L’exemple de Wangari Maathai est révélateur.
Elle a mobilisé des milliers de femmes au Kenya pour planter des millions d’arbres à travers le
Green Belt Movement, un mouvement qui liait environnement, démocratie et droits des femmes.
Son travail a finalement été reconnu par le prix Nobel de la paix en 2004.
Cette action montre aussi qu’il est possible en tant que femme de jouer un rôle central dans les
transformations sociales et politiques.

 Les femmes militantes ont souvent réussi à dépasser les obstacles grâce à l’organisation collective.
Cela peut prendre la forme de :
• mouvements de femmes pour la paix ou les droits humains.
• organisations de la société civile
• création de réseaux féministes nationaux et internationaux
L’objectivation, la discrimination, la vulnérabilisation des femmes militantes peuvent être de
vrais obstacles démobilisant. Mais aujourd’hui l’intime devient de plus en plus politique, dans ce
point de bascule du statut de victime qui ose désormais nommer et faire que la honte change de
camp.
De mon expérience locale depuis le mouvement Metoo ont été révélés plusieurs viols au sein de
réseaux pourtant dit féministes auquel je participe.
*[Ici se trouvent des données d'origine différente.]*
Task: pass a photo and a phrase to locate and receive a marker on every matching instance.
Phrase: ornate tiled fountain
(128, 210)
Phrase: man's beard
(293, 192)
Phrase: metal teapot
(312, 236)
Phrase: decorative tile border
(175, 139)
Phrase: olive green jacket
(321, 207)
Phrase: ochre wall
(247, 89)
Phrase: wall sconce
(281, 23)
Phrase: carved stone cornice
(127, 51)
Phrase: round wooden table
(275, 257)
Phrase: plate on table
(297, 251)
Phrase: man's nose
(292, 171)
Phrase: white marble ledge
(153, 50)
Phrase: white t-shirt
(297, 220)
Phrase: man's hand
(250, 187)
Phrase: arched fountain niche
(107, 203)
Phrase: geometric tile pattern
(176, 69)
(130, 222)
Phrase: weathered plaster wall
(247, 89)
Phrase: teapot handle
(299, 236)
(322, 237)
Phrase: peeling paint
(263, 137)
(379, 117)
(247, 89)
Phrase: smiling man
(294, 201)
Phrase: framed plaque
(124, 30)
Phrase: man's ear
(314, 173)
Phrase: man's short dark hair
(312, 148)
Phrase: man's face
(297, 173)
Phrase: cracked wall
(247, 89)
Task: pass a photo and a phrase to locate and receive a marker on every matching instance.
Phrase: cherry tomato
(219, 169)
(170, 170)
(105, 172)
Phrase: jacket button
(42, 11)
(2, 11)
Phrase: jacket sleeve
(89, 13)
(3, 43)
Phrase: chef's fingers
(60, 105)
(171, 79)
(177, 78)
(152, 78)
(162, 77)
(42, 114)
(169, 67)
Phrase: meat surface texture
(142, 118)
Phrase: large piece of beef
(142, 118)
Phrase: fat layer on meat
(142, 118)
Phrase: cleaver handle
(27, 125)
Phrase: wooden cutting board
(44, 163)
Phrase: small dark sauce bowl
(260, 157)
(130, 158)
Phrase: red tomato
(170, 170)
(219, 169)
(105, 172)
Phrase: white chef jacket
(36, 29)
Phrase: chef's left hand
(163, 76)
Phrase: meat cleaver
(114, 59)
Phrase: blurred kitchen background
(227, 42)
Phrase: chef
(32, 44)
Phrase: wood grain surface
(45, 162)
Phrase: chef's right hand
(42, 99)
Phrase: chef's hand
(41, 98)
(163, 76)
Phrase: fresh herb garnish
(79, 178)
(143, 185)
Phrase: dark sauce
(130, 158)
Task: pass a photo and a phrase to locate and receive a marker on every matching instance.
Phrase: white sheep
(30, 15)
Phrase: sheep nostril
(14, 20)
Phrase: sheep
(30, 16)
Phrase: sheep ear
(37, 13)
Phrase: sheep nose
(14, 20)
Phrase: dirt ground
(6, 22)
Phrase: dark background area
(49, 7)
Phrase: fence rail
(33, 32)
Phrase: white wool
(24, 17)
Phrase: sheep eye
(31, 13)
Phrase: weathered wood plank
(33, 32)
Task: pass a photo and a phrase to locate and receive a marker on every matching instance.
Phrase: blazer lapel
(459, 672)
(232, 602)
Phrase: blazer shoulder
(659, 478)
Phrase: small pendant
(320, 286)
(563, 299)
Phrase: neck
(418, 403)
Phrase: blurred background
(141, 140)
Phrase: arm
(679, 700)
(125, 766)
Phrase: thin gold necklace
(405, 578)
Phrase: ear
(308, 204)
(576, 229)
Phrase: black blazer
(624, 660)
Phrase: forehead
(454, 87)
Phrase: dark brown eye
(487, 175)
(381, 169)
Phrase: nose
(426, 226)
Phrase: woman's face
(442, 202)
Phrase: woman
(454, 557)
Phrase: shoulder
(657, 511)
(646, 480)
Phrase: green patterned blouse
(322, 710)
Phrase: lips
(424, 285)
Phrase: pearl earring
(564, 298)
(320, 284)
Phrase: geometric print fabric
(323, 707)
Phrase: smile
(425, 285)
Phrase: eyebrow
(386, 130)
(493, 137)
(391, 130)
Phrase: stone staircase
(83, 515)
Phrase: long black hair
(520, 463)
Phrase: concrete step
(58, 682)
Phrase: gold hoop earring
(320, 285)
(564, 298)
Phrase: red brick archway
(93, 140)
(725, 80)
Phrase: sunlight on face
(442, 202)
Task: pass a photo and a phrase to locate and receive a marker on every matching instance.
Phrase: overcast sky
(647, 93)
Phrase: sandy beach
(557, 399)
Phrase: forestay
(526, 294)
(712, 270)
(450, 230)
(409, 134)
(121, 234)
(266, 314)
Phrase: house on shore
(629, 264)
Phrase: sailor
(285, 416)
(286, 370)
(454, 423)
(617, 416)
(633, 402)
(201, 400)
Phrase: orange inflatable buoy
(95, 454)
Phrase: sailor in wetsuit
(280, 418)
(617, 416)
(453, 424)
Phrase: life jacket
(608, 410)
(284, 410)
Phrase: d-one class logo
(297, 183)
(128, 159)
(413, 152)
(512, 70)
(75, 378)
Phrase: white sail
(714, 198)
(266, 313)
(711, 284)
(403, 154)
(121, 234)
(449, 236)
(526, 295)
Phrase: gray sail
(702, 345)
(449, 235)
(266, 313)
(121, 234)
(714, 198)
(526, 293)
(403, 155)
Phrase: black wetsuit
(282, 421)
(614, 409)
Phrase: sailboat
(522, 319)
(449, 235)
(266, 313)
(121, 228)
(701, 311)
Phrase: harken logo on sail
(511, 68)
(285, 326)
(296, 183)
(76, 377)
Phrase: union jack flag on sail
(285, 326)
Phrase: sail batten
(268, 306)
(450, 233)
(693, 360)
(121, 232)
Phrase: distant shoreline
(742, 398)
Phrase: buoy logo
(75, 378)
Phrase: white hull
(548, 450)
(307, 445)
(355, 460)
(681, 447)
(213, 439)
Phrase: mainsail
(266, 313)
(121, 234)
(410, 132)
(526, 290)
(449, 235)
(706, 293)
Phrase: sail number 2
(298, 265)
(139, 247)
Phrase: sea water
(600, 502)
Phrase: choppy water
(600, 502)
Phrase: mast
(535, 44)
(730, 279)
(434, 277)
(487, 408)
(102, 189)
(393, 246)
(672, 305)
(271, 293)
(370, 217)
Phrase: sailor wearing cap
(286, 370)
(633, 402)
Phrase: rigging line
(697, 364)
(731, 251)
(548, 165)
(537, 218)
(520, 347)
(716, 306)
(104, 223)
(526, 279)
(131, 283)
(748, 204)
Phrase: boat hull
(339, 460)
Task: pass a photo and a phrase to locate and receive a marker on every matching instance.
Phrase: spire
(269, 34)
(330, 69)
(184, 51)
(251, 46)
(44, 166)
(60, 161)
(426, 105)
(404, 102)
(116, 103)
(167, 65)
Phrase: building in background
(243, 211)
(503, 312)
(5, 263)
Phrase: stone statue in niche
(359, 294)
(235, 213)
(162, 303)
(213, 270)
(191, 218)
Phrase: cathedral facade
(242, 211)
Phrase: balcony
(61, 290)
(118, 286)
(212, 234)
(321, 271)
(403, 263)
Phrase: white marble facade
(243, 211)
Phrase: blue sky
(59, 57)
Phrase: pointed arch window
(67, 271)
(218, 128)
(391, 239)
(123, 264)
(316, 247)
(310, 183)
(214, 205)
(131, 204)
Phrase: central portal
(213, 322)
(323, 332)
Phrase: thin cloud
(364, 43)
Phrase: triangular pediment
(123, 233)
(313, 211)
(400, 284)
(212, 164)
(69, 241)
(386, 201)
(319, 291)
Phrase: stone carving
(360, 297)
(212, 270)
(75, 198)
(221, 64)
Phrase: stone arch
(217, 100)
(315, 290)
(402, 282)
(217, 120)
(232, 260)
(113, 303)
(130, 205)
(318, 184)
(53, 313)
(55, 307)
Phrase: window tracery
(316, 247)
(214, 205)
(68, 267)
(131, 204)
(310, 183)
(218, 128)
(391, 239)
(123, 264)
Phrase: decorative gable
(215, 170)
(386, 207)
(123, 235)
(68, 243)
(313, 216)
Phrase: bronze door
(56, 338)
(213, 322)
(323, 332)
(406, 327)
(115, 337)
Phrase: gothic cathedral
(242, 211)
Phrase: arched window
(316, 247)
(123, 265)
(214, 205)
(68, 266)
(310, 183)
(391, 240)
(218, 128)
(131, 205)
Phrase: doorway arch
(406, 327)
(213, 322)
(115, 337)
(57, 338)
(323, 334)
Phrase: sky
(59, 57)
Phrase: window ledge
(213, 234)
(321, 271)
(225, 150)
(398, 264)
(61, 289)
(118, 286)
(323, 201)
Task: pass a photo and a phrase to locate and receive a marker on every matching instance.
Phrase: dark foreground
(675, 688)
Après la sidération de me rendre compte qu’il
n’y a en réalité pas d’espace safe là où je viens les chercher, ces crimes nous ont fait conscientiser
collectivement la nécessité de reposer des cadres clairs de vivre ensemble, de créer des groupes de
soins militants et de veilles féministes. Ce sont dès lors principalement des femmes qui sont venues
tenir ces rôles avec leurs compétences psycho-sociales.
En conclusion, les femmes militantes font face à de nombreux obstacles : la marginalisation
politique, l’invisibilité de leur travail, leur exclusion des espaces de décision, leur vulnérabilisation
au sein d’une culture et d’un système patriarcal d’où il est bien difficile de s’extraire. Pourtant, leur
engagement montre qu’elles sont des actrices essentielles du changement social.
Pour dépasser ces obstacles, il est nécessaire de renforcer leur représentation, de rendre visibles
leurs actions et de soutenir les réseaux de solidarité entre militantes.
Enfin reconnaître pleinement le rôle des femmes militantes, ce n’est pas seulement une question
d’égalité homme/femme : c’est aussi une condition nécessaire pour construire des sociétés plus
démocratiques, inclusives et empathiques.